Dès l'entrée en seconde, elle avait décidé qu'elle serait juge et non jugée. Elle avait habilement manœuvré pour qu'on la respectât et gardé secrets les détails qui auraient pu lui nuire, noircir l'image dûment blanchie, porter sur elle l'opprobre. Mordre avant d'être mordue : jamais elle n'avait eu l'ombre d'une hésitation. Rigoureuse, intransigeante, elle s'était hissée au rang de despote, régentant la conduite de ceux à qui tout était dû. Au sommet de sa gloire, elle jubilait jour après jour de voir les enfants de médecins et d'avocats courber l'échine devant elle, se plier à ses décrets, se vêtir selon ses codes, plagier ses playlists – la prendre pour modèle. Au moindre échec, les parents de ceux-là brandiraient le portefeuille pour assurer leurs arrières. Délia, elle, ne pouvait compter que sur sa propre influence.

Après trois ans de règne sans l'étincelle d'une révolte, cependant, sa cour semblait avoir perdu de son éclat. Depuis le coup d’État musical de Simone, ces couloirs n'étaient plus tels qu'elle les connaissait. Pire, l'instabilité gouvernait, chaque jour une nouvelle certitude démantelée. Sa meilleure amie, sa suivante, presque une sœur, passait au camp adverse sans une explication. Son homme retournait sa veste et prétendait devenir l'émissaire de la paix. Son propre cousin l'évitait, maintenant qu'une comparse plus avenante l'accompagnait sans broncher voir des daubes au cinéma. Délia demeurait reine, mais de quoi exactement ?

À présent qu'elle l'ignorait, Mathias jouait les bouffons dans le Cirque des lesbiennes. Même Antoine et les garçons du foot consentaient désormais à s'asseoir à la table des parias. En vérité, dans ce nouveau Royaume, les hors-castes formaient une société à eux seuls ; un groupuscule menaçant qu'elle ignorait comment dissoudre.

En comprenant, aussi pantoise que tout Sainte-Anne, que Marion et Pamela avaient rompu, Délia espéra la dissolution du freakshow. À son grand désarroi, une amitié confuse persista entre elles deux. Plus déroutant, elle réalisa que ce couple improbable avait fini par faire partie de ses repères. L'intello et la pimbêche séparées, voilà que l'avenir apparut à Délia plus incertain que jamais. Elle réalisa alors qu'en silence, sans prendre la peine de l'annoncer, elle avait quitté Mathias.

D'un côté, une boule de nostalgie faisait barrage à sa voix et l'empêchait de le formuler une fois pour toutes. De l'autre, une rancune hérissée lui commandait d'aller de l'avant.
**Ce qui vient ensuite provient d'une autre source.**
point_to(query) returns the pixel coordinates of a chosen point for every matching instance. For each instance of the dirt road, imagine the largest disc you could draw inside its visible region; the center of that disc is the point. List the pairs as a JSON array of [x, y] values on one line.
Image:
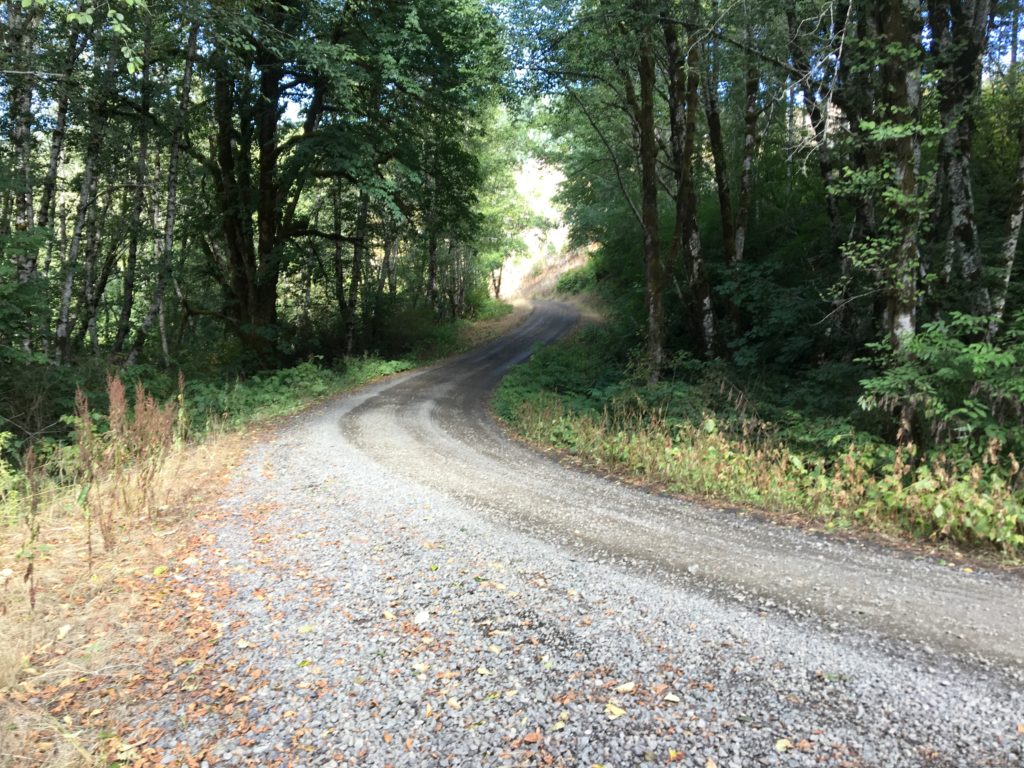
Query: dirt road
[[425, 591]]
Ainsi Délia acta la rupture de la façon la plus éloquente qui lui vînt à l'esprit : en s'amourachant de Yoann.

À ceux qui l'interrogèrent, elle prétendit que Mathias lui avait manqué de respect. Inconsolable, ce dernier s'accrocha à Alix, aux virées au skatepark. Simone le vit débarquer de plus en plus souvent à la sortie de son travail, en quête d'un adversaire avec qui faire quelques dribbles. Mais contre toute attente, c'est en Pamela qu'il trouva l'oreille la plus attentive. Le cœur brisé, ils passèrent la fin de leur terminale à esquiver les révisions. Des suites d'une soirée trop arrosée, ils se réveillèrent même un beau milieu d'après-midi avec les oreilles assorties d'un nouveau piercing. Alix et Simone ne manquèrent pas d'en ricaner, mais tous deux se réjouissaient en fait et titillaient sans cesse cette preuve douloureuse de leur amitié.

En découvrant le nouveau bijou pendu à l'hélix de son ex, Délia ne perdit pas non plus l'occasion de le railler.

— Encore une boucle d'oreille, hein...

— Bien un truc de tantouse ! la seconda Yoann.

Le nouveau mec de Délia était chétif et mesurait bien une tête de moins qu'elle. Ses jeans troués taille-basse ne servaient qu'à exhiber ses boxers colorés et sa tignasse suintait de gel.

— Eh, tête de gland, c'est plus bas le lubrifiant ! lui cracha Mathias en tournant les talons.

Il avait ce type en horreur. Rien qu'en l'imaginant tripoter le corps de la femme qu'il avait adorée, les bières de la veille lui brûlaient l’œsophage en contresens.